WHHS (99.9 FM) is a non-commercial educational FM radio station licensed to the School District of Haverford Township in Havertown, Pennsylvania (a suburb of Philadelphia), and run by the students of Haverford High School. Studios are located within the school, and the transmitter is located on top of the building.

Typical show formats include rock, Top 40, classic rock, rap/hip-hop, sports talk, political talk, and sometimes more eclectic genres like classical or jazz. Occasionally, shows feature live performances from local or school-based bands. Students apply for a radio show (usually 90 minutes long), and a typical show has 2-4 hosts. On the basis of interviews and previous experience with the station, students are chosen to fill several positions, including general manager, technical director, programming director, promotions director, music director, and sports director. The radio station provides an introduction into the radio or communications industries for students interested in careers in these fields.

==History==
WHHS is the oldest high school-run radio station in the United States of America. The station was originally assigned to 89.3 MHz and was granted its first license on February 21, 1950. In 1992, the FCC forced the station to change frequencies to 107.9 MHz.

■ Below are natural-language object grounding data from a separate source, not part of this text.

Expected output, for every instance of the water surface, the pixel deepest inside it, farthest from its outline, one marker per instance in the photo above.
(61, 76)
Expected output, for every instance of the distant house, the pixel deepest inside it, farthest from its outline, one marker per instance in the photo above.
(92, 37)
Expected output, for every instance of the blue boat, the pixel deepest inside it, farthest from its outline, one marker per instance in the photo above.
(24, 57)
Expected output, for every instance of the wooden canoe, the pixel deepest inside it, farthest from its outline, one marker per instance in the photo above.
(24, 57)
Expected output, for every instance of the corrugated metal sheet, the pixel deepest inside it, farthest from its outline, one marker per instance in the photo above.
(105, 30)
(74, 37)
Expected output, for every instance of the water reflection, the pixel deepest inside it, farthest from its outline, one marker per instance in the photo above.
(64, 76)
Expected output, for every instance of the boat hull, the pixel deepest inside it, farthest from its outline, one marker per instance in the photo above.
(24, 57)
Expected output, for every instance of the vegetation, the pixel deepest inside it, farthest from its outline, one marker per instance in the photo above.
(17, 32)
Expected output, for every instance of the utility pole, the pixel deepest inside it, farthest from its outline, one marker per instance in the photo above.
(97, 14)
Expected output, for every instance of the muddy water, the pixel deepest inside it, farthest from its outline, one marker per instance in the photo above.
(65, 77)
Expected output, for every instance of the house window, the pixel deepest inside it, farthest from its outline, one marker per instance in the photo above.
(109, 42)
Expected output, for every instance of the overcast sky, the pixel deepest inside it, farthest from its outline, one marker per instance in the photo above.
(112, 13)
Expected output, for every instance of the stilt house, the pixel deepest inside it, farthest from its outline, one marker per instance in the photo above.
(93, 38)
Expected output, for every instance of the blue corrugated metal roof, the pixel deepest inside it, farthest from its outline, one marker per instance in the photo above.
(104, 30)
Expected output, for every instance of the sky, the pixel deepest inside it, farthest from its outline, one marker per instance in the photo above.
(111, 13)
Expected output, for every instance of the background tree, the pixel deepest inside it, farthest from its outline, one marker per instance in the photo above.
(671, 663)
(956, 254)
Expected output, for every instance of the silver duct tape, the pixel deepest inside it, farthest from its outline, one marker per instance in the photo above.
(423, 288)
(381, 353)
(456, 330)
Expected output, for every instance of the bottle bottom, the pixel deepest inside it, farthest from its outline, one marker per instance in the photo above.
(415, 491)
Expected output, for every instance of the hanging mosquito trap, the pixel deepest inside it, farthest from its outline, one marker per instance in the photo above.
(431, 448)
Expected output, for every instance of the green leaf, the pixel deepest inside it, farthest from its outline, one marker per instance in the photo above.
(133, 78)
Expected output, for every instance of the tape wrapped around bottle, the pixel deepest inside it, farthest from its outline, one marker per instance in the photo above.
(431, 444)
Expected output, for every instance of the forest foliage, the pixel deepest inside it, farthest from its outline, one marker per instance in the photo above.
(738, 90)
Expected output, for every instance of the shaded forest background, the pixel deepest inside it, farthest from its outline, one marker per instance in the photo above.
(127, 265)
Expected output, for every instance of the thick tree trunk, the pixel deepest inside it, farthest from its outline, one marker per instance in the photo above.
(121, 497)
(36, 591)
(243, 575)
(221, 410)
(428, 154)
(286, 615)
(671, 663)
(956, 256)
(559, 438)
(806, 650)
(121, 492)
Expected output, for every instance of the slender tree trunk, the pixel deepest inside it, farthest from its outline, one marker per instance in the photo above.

In 2004, a new radio station licensed to Radio One to serve Pennsauken, New Jersey and the Philadelphia market (WRNB, now WPPZ-FM) signed on, requiring WHHS to change frequencies again. With Radio One's help, WHHS moved to 99.9 MHz in 2005.

In 2006, the station began broadcasting live sporting events such as football and hockey. The station has broadcast election day specials and interviews with such politicians and Congressman Curt Weldon and Congressman elect Joe Sestak.

WHHS celebrated 70 years of broadcasting in 2019.